I hated it, but the idea sounded good. It sent a little thrill crawling up my spine, and my cock twitched awake just sitting there. I wanted to say yes to Declan. I wanted to jump back on my bike and head straight to Seattle to chase that high one more time, and I wanted stacks of money to prove that I still had it in me.
I wanted to feel alive.
But I wouldn’t do that to myself. I’d learned my lessons, and I wasn’t going to forget them. I was finally happy, and I wouldn’t trade that happiness for anything. Not the high of the chase and not a fat payday, either.
“Declan,” I said, “how many times are you going to make me disappoint you?”
“Shit,” he answered. “That quick? You aren’t even going to think it over?”
I reached out, grabbing his shoulder and squeezing. “Sorry, buddy,” I said. “My time has passed, and nothing’s going to change that.”

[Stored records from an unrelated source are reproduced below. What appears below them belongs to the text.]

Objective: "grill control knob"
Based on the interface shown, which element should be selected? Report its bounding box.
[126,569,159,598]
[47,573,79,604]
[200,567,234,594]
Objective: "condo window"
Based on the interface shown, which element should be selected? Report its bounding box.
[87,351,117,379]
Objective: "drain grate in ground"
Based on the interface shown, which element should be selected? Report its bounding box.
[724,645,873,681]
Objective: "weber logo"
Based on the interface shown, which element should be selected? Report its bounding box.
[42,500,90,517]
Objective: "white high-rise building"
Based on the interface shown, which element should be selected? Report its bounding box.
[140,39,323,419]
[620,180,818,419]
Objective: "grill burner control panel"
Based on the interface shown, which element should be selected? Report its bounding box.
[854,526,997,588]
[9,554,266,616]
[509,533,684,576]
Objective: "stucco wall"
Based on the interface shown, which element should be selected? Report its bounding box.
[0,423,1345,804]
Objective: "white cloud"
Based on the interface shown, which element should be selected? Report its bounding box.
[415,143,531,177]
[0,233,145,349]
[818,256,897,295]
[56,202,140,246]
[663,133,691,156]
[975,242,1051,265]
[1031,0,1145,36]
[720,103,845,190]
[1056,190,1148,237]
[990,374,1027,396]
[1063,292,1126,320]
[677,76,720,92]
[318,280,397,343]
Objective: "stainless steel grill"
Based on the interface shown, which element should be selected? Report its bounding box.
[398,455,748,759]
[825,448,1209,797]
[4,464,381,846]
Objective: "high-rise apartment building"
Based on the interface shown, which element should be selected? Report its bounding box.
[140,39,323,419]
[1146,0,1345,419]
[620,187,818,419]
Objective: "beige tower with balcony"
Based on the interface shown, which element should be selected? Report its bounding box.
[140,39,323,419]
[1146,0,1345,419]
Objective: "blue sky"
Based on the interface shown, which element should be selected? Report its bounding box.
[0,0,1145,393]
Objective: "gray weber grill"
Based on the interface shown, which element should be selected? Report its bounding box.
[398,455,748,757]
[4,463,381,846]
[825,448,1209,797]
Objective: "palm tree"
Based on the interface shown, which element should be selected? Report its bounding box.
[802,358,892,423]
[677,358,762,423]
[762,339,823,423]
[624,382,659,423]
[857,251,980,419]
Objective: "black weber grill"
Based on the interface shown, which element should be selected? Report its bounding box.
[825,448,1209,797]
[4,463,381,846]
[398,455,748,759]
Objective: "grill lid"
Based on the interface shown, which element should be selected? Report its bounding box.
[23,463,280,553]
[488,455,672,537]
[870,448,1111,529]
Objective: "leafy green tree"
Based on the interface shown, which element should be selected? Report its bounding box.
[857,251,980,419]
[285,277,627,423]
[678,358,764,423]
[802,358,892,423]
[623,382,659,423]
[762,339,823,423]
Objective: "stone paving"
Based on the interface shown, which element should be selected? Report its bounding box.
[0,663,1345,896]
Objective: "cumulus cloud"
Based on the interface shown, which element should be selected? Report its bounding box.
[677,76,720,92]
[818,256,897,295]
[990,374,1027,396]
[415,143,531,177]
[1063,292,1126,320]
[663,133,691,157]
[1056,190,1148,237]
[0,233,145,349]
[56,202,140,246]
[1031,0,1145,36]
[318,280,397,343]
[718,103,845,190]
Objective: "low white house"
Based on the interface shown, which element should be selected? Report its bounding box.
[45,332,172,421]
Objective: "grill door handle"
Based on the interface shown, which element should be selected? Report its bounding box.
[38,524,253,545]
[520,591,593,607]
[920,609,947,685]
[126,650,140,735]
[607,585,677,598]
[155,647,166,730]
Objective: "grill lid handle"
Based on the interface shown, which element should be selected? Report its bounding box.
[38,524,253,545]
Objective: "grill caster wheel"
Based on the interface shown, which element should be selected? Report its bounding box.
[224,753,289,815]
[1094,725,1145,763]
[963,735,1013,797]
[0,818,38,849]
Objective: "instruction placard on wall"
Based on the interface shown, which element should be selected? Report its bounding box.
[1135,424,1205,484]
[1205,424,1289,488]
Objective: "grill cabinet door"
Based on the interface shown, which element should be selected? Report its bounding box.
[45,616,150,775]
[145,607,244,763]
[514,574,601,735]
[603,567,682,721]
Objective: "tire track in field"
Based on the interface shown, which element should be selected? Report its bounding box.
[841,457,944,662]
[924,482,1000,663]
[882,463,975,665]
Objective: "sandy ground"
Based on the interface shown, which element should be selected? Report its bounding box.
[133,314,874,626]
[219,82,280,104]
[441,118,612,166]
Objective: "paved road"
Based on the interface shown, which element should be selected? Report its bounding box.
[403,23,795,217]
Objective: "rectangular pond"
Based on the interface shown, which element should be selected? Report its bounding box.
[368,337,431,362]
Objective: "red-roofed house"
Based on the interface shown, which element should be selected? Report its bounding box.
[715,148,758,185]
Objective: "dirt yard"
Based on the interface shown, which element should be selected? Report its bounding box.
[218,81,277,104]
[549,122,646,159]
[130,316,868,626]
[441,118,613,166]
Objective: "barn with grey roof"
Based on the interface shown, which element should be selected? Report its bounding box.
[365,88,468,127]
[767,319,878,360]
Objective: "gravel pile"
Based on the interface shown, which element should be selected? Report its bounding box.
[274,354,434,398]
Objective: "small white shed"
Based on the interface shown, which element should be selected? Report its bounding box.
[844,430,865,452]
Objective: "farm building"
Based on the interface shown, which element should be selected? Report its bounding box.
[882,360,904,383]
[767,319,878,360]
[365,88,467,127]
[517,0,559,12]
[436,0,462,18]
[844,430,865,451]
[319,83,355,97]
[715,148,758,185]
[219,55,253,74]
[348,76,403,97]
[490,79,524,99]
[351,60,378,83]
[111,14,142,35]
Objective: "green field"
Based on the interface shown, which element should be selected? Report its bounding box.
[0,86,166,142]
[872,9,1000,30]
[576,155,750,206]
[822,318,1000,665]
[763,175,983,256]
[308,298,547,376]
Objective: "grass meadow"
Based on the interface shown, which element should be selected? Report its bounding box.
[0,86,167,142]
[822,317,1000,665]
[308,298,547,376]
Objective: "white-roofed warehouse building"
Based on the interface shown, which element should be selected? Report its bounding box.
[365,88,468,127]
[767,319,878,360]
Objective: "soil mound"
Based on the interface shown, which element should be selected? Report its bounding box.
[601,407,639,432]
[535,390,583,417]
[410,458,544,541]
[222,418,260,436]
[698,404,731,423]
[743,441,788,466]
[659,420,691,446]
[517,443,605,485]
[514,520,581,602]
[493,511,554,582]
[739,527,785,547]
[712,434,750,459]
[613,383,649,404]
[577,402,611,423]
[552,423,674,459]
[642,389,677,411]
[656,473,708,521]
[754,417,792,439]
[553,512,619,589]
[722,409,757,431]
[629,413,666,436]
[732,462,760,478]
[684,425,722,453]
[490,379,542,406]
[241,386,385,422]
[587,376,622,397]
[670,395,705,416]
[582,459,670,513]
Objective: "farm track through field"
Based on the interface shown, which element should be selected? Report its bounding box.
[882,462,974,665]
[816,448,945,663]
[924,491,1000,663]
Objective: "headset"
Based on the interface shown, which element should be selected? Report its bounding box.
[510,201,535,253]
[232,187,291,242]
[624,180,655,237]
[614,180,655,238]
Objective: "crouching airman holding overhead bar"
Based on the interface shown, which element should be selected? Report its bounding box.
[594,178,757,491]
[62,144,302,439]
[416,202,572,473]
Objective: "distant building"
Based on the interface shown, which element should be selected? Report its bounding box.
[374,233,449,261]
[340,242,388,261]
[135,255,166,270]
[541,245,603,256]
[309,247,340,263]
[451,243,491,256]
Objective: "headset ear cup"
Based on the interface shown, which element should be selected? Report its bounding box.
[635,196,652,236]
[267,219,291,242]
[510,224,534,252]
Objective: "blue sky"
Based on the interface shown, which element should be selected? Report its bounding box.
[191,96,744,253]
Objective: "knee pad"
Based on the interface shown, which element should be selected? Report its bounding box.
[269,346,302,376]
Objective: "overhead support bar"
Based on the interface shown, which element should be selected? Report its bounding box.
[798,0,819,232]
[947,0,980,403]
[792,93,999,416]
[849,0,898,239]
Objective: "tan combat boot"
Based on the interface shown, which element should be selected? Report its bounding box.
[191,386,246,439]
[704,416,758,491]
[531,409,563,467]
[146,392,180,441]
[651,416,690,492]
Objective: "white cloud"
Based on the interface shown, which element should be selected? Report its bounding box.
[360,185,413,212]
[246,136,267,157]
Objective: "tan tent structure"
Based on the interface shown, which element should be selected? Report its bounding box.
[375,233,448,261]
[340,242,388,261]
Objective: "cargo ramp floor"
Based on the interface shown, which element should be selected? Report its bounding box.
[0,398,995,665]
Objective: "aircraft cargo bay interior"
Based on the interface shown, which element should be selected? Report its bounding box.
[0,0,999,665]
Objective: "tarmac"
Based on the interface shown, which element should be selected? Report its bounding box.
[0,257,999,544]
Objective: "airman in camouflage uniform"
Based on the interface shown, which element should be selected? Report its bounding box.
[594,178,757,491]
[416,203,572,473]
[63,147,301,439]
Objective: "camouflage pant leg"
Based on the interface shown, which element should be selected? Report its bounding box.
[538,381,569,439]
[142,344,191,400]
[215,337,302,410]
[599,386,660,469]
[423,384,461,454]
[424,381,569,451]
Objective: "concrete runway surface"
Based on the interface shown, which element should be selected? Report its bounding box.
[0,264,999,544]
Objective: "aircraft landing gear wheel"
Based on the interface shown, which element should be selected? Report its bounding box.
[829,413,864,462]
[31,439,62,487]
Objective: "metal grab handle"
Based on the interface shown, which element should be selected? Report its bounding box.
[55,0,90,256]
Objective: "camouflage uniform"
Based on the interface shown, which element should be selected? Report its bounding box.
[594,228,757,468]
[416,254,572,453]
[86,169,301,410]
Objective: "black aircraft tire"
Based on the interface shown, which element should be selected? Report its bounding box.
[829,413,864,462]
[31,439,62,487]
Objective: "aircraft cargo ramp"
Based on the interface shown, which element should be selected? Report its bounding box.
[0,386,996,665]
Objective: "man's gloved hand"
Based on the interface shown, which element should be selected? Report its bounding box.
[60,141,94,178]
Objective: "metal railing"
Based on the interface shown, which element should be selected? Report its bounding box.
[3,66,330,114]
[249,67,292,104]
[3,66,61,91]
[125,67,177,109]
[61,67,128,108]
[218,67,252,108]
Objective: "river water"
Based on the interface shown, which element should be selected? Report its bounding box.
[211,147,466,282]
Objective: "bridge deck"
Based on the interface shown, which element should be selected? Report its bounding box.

He shook his head. “I knew you’d say that. I didn’t admit it to myself, but I knew.” He finished off his beer, turning to toss it into a plastic trashcan by the fridge with a flick of his wrist. “Now come on,” he said, rising to his feet.
“Where are we going?”
“Even if you really are driving back to Seattle in the morning, there’s still a hell of a lot of mischief we can get up to in Vegas tonight.”
Chapter Two
Malcolm
It’s just my luck that the first time I met the hottest guy in the city of Seattle, I was on the edge of tears.
Him? He was staring me up and down with this look in his eyes. He was grinning to himself like a cat who just found an injured mouse. He was cracking his knuckles, one at a time, and he was grinning so damn cocky, my knees started to wobble.
He was trouble with a sexy smirk.
“What’s got a prince like you looking so sad?” Trouble asked.
A prince? I didn’t know if that was a good thing. I guess most people would have wanted to be royalty, but I wasn’t so sure he was calling me rich or powerful. It sounded closer to the way I used to get teased and bullied. Goody-two-shoes. Eagle Scout. Teacher’s pet. Prince. Like I was so uptight, so prim and proper, this hot guy in a black leather jacket could tell it just by glancing at me.
And Trouble kept glancing. Standing on the corner of that shady street, he was looking at me with eyes as bright as the autumn leaves i
n the trees. With his sharp cheekbones and a gaze so intense I was already blushing, he stared at me, long and hard.
It scared me, the way Trouble looked at me.
“Rough day,” I manage to mutter, my voice coming out shaky. I pushed my glasses back to wipe away the tears in the corner of my eyes, then cleared my throat. “Just looking for an apartment. I’m fine,” I added weakly.
And it’s true. I was fine.
Kind of.
I just needed to find a new place to live. Having to find a new apartment was a totally normal thing that people did every day, not some major life disaster and definitely not a reason to stand on the corner crying. The problem was, my last apartment had been my home ever since I graduated college a couple years earlier. It was my sanctuary in the city, in a great location with manageable rent, and not far from the library where I worked. But then the landlords had hitched up the price considerably, and this godawful construction had started on the building, and the heat and air conditioning had stopped working, and the maintenance requests had all gone unanswered…
After a few months of calling the realty management company and getting nowhere, I hit the streets, looking at one overpriced option after another. This latest rental had seemed like it might be the answer to my problems, but then I had shown up and seen it was located directly above a skeezy bar. Even in the middle of the day, there were a few motorcycles parked outside of the Steel Rose and grating music blasting from inside.